Good Friday 10 April 2020

The Glory of the cross

The cross is the most recognisable symbol of Christianity. It crowns buildings, sits in windows, marks graves and is worn round millions of necks. It is easy to forget that originally it was an instrument of torture and death. It was a hated and feared symbol of Roman oppression, used to humiliate and make an example of those who angered the Roman invaders. The Romans themselves despised it, and no Roman citizen was allowed to be crucified; it was reserved for slaves and conquered peoples.
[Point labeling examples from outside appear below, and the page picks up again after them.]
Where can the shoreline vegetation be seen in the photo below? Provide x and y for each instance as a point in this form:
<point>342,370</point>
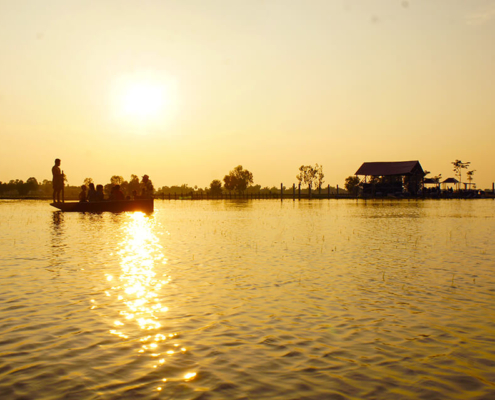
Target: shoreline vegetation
<point>239,184</point>
<point>273,195</point>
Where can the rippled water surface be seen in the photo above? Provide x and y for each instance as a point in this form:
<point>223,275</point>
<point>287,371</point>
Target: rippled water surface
<point>249,300</point>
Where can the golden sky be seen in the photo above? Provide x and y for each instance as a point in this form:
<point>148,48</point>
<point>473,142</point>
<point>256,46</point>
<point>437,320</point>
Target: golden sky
<point>186,90</point>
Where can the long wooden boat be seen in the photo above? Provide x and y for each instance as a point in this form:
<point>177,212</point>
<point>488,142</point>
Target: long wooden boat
<point>144,205</point>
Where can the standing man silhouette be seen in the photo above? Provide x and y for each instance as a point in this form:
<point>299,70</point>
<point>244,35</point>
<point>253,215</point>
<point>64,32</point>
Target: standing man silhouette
<point>57,182</point>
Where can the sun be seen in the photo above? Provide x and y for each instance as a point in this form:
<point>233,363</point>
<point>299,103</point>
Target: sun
<point>143,100</point>
<point>143,103</point>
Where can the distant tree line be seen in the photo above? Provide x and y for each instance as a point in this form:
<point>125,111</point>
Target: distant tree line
<point>238,180</point>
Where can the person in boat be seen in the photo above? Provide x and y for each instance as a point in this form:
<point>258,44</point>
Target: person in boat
<point>92,192</point>
<point>83,196</point>
<point>116,194</point>
<point>146,188</point>
<point>99,195</point>
<point>57,182</point>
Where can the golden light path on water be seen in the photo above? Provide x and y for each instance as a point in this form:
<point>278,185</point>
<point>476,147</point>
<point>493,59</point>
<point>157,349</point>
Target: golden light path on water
<point>139,288</point>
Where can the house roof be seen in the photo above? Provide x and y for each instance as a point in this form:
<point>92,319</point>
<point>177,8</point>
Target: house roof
<point>390,168</point>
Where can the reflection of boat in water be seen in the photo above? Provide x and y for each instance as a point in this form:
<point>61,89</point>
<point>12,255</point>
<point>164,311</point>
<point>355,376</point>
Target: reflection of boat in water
<point>144,205</point>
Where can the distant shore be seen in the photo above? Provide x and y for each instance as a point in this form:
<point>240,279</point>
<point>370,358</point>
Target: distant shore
<point>272,196</point>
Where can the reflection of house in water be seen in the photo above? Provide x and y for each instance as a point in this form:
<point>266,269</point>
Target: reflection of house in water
<point>391,177</point>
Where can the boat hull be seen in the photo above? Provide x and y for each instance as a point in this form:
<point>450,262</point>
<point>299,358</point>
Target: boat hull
<point>144,205</point>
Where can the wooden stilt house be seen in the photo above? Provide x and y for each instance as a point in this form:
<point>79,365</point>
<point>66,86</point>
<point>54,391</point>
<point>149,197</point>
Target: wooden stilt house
<point>391,177</point>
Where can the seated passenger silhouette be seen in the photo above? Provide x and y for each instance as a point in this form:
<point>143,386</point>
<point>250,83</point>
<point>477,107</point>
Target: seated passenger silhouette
<point>116,194</point>
<point>92,192</point>
<point>83,196</point>
<point>99,193</point>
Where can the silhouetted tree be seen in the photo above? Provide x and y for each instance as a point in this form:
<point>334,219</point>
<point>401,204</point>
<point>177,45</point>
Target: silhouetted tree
<point>470,176</point>
<point>216,187</point>
<point>238,179</point>
<point>309,175</point>
<point>133,184</point>
<point>229,183</point>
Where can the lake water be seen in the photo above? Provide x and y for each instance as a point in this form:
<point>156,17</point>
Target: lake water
<point>329,299</point>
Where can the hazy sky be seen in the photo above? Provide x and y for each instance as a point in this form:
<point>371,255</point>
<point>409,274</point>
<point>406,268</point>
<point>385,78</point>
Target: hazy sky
<point>186,90</point>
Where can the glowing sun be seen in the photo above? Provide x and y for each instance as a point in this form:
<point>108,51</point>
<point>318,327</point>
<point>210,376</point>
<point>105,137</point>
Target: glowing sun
<point>143,101</point>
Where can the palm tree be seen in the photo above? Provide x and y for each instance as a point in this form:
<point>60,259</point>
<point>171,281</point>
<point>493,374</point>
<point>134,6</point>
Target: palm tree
<point>470,176</point>
<point>458,166</point>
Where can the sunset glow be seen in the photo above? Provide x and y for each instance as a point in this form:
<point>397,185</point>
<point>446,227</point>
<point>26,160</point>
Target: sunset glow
<point>189,90</point>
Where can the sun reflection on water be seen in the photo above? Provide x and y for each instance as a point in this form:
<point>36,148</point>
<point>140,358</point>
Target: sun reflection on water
<point>139,288</point>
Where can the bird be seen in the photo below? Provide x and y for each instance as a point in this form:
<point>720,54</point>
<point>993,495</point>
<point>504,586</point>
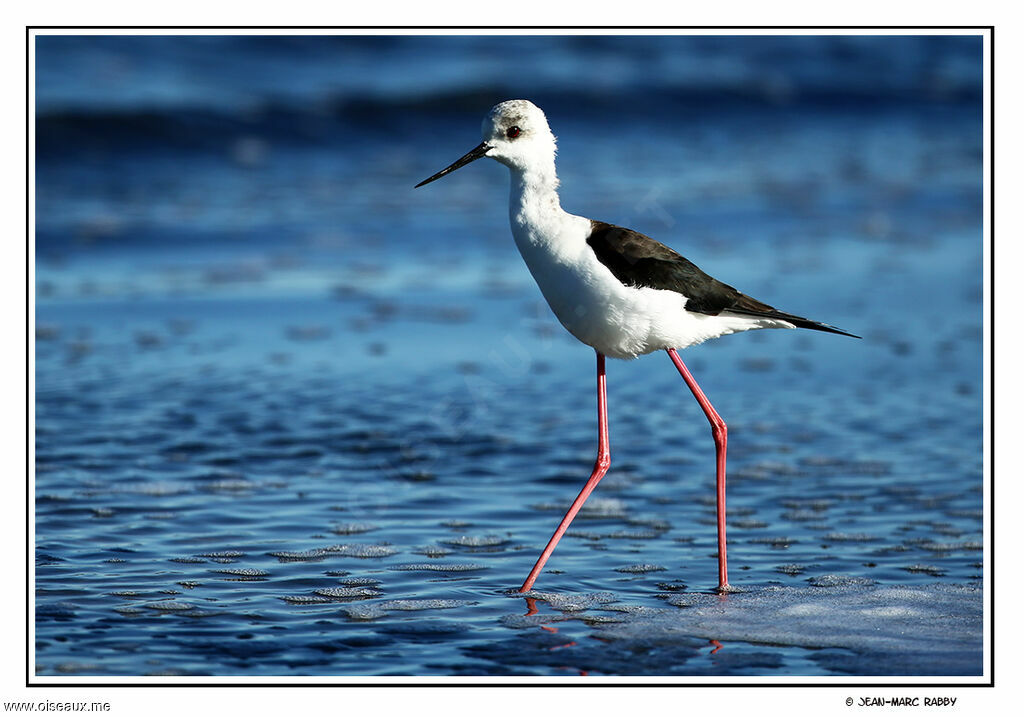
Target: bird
<point>619,291</point>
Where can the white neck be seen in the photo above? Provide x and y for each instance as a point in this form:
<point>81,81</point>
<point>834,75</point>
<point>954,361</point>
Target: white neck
<point>534,207</point>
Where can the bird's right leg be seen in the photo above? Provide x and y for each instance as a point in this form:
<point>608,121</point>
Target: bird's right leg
<point>600,468</point>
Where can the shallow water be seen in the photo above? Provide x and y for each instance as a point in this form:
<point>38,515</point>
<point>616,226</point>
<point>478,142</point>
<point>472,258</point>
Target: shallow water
<point>293,418</point>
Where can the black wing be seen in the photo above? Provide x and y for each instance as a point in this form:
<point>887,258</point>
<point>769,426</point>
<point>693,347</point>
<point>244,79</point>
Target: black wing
<point>638,260</point>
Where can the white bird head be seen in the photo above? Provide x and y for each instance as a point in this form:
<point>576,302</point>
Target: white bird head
<point>515,133</point>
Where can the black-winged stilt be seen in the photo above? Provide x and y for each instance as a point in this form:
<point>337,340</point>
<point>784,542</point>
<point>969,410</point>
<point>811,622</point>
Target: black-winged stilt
<point>617,291</point>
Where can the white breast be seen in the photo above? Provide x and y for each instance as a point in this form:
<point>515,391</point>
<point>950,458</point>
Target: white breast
<point>620,322</point>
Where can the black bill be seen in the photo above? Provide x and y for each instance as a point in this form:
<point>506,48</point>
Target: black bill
<point>473,155</point>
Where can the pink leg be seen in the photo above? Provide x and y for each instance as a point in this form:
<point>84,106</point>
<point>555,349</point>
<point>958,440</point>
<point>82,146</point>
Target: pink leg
<point>600,468</point>
<point>721,435</point>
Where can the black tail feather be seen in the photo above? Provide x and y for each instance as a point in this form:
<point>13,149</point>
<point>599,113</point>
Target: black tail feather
<point>798,322</point>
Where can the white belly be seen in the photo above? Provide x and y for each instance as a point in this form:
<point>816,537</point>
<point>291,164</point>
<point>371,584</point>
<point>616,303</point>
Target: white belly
<point>617,321</point>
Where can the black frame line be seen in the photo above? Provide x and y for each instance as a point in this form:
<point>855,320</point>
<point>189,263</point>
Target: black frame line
<point>522,682</point>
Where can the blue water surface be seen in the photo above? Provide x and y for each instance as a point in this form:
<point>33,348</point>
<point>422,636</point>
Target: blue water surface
<point>295,418</point>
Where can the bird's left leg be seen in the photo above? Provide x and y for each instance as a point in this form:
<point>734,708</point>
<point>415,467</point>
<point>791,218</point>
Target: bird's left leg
<point>600,468</point>
<point>721,434</point>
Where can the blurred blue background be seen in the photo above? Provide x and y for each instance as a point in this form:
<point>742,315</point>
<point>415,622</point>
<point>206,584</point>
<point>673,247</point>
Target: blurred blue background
<point>253,336</point>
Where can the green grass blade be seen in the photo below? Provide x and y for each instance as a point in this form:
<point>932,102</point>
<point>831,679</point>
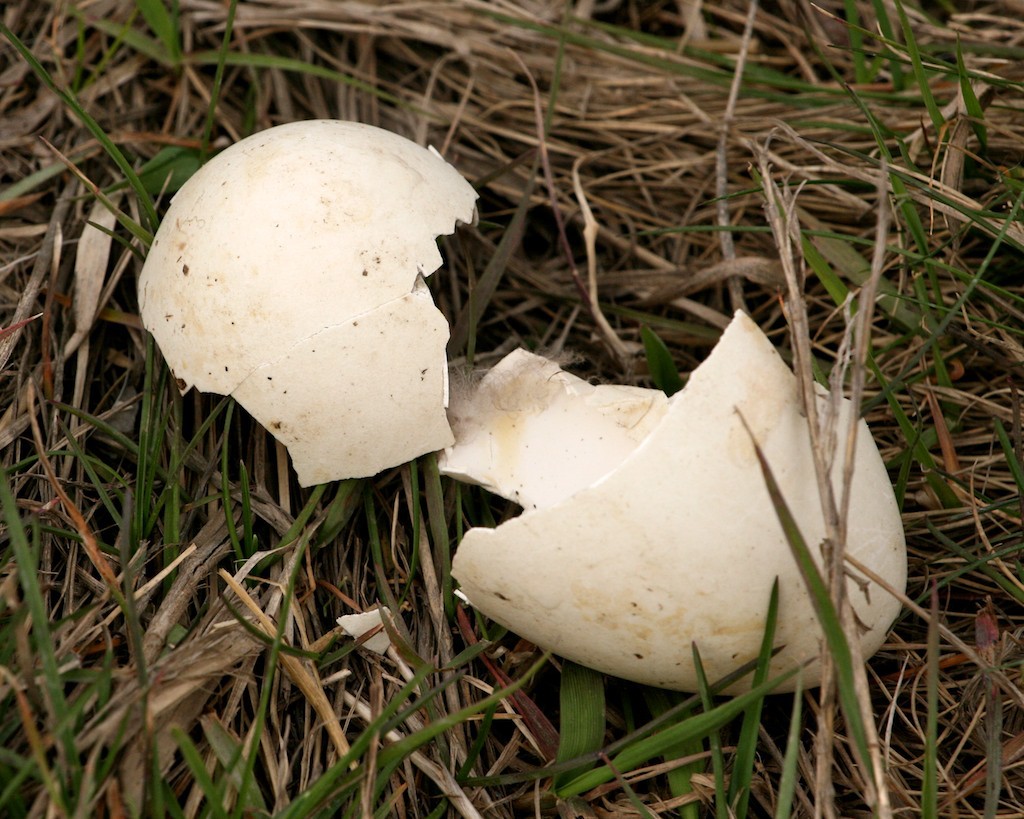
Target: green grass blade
<point>787,781</point>
<point>71,101</point>
<point>582,716</point>
<point>747,744</point>
<point>663,368</point>
<point>839,648</point>
<point>930,774</point>
<point>717,759</point>
<point>694,728</point>
<point>218,79</point>
<point>164,23</point>
<point>920,74</point>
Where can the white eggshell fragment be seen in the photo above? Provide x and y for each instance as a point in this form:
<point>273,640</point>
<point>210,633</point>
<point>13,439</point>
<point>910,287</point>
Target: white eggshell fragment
<point>357,624</point>
<point>680,544</point>
<point>536,434</point>
<point>289,272</point>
We are told that Jesus feared it, like all his contemporaries. On the night before he died, he prays in agony: “Take this cup (of suffering) away from me; yet not my will, but yours be done” (Lk 22.42). On Good Friday, we witness the darkest of hours as Jesus, the greatest teacher and healer that has ever been known, dies an agonising, slow death. The cross was so feared that it didn’t become the symbol of Christianity until 300 years after the death of Jesus, when a Roman emperor became a Christian, and banned the use of a cross as a means of execution. Only then was the secret fish symbol used by Christians to identify themselves replaced with a cross.

So how did Bad Friday become Good Friday? The name is easy to explain. Good Friday was originally called God Friday. And just like the words “God be with you” have become our modern “Goodbye”, so God Friday became Good Friday. It’s a slip of the tongue, but it’s actually a happy slip.

For this day was seen as a Good day, as well as a God day, from earliest times. Jesus himself says this about it, in John’s Gospel: “The hour has come for the Son of Man to be glorified. Very truly I tell you, unless a grain of wheat falls to the ground and dies, it remains only a single seed. But if it dies, it produces many seeds.” (Jn 12.23)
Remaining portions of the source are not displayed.